According to the Việt Nam National Authority of Tourism, growth was fueled by a robust mix of markets, with India surging by 48.9 per cent, Cambodia by 44.8 per cent, China by 41.3 per cent and Japan by 14.4 per cent.
Of the foreign visitors, Russia emerged as the fastest-growing major source market in 2025. With nearly 690,000 arrivals, the market recorded a staggering 197 per cent over 2024, officially eclipsing the pre-COVD record of 647,000 arrivals set in 2019.
The successful story is attributed to efforts by the country and companies in the sector.
Thư Nguyễn, AdTech Strategy & Business Development Expert of Yango Ads, said the real story of 2025 is a structural shift featuring a transition from volume-led growth toward a model built on "user intent" and data-driven precision.
Thư quoted a report of the Russian Travel Industry Association (RTI) which informed that Việt Nam cemented its position as a top destination for package tours in 2025, supported by favourable visa policies and an expanded network of direct and charter flights.
The rapid re-ignition of charter routes from Moscow and other major Russian cities to hubs like Cam Ranh and Phú Quốc provided the necessary "bridge" for this surge.
For Russian travellers, Việt Nam has increasingly positioned itself as a competitive all-inclusive alternative, combining year-round warm weather, family-friendly safety, and cost efficiency - factors that have reshaped travel preferences away from traditional European destinations during the winter season.
According to Thư, this remarkable increase serves as a compelling case study for the evolving role of advertising technology (AdTech). Previously, tourism relied on broad seasonal promotions based on nationality.
In 2025, modern AdTech infrastructure allowed stakeholders to move beyond broad demographic targeting toward behavioural and contextual signals. By identifying users actively searching for winter-sun destinations, families comparing long-haul resort packages, or travelers consuming wellness tourism content, AdTech acted as a precision filter, she explained.
This behavioural targeting ensured that Việt Nam appeared in front of "high-intent" segments, such as families and wellness-seekers looking for 10-to-28-day stays, long before they booked.
By targeting high-value travelers interested in destinations like Nha Trang, AdTech ensured that visitors arrived "pre-qualified." These travelers are statistically more likely to travel in larger groups, book higher-category accommodations, and spend significantly beyond basic sightseeing.
Việt Nam’s tourism policy has repeatedly emphasised the need to shift from high-volume tourism toward higher value per visitor.
AdTech has become one of the most practical tools for executing this strategy by enabling market diversification without duplicating spend and discovery based on traveler intent rather than nationality, Thư said
This technological evolution mirrors a broader government shift toward digitalisation, supported by the launch of the “Visit Viet Nam” national tourism platform.

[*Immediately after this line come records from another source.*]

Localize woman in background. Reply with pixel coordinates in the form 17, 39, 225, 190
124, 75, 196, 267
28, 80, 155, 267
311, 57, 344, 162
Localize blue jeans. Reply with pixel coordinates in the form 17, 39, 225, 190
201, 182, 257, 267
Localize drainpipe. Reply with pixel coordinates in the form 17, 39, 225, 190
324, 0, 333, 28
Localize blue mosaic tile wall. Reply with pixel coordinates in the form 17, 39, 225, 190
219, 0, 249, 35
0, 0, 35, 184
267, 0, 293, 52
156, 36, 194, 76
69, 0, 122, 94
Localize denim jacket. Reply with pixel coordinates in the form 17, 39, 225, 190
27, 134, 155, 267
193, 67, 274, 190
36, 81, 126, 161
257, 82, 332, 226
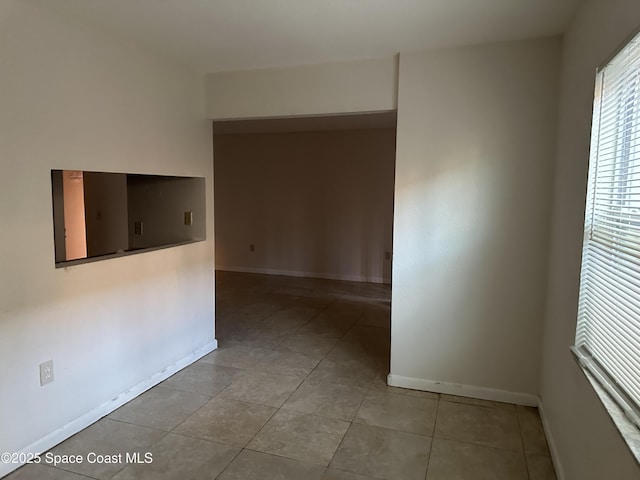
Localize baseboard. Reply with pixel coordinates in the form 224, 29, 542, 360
0, 339, 218, 478
216, 265, 391, 284
538, 398, 567, 480
387, 373, 539, 407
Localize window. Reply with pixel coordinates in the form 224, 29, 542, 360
572, 35, 640, 428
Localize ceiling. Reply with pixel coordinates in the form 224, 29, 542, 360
32, 0, 583, 72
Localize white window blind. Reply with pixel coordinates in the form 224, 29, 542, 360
573, 31, 640, 428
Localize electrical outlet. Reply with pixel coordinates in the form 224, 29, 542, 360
40, 360, 53, 386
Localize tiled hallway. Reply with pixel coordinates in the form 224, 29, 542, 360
8, 272, 555, 480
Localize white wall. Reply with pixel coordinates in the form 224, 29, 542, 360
214, 129, 395, 282
206, 57, 398, 120
0, 1, 214, 475
541, 0, 640, 480
390, 38, 560, 403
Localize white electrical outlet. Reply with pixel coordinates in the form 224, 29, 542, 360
40, 360, 53, 386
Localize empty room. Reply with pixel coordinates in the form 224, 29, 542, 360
0, 0, 640, 480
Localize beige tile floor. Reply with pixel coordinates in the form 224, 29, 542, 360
8, 272, 555, 480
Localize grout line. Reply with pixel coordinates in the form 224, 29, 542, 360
516, 407, 531, 480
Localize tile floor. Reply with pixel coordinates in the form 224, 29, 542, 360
7, 272, 555, 480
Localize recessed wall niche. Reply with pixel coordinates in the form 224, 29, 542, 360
51, 170, 206, 267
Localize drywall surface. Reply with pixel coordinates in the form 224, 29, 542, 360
391, 38, 560, 401
214, 129, 395, 282
83, 172, 129, 257
541, 0, 640, 480
0, 1, 214, 466
206, 57, 398, 120
127, 177, 206, 249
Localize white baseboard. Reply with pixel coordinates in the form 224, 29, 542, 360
0, 339, 218, 478
538, 399, 566, 480
216, 265, 391, 284
387, 373, 539, 407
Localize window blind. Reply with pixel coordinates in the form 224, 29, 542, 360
573, 31, 640, 428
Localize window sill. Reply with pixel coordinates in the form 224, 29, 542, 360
574, 356, 640, 464
56, 238, 205, 268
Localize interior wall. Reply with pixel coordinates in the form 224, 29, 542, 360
128, 177, 207, 248
390, 38, 560, 403
83, 172, 129, 257
541, 0, 640, 480
61, 170, 87, 260
206, 57, 398, 119
214, 128, 395, 282
0, 0, 215, 476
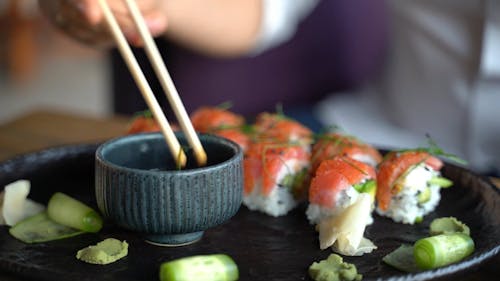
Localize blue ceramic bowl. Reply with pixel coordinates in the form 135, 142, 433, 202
95, 133, 243, 245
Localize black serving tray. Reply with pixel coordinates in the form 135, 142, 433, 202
0, 144, 500, 281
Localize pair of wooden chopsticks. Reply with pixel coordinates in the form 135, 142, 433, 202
99, 0, 207, 167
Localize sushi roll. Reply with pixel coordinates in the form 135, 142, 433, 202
253, 112, 313, 150
190, 106, 250, 152
376, 149, 452, 224
311, 133, 382, 170
243, 142, 310, 217
189, 106, 245, 133
306, 156, 376, 256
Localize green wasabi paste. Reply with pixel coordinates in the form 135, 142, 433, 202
76, 238, 128, 264
309, 254, 363, 281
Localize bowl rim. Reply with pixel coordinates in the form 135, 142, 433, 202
95, 132, 243, 175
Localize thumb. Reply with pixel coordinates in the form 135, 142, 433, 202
78, 0, 103, 25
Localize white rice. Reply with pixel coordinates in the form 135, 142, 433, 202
306, 186, 359, 224
243, 159, 309, 217
377, 164, 441, 224
352, 153, 378, 167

While the platform provides the unified data infrastructure for data-led decision making, AdTech platforms effectively act as policy multipliers, translating strategic intent into scalable, real-time outcomes.
The success of 2025 demonstrates that when digital strategies respect user intent, the result is a more predictable growth model.
Attracting high-intent travelers is only the first half of the journey. As the ecosystem matures, the focus must now expand toward the "last mile" of the visitor experience.
Success in 2026 will depend on how effectively Việt Nam continues to remove friction from the traveler’s journey - addressing critical areas like payment gateway interoperability and digital service seamlessness - to ensure that global intent is fully converted into high-value impact on the ground, Thư said.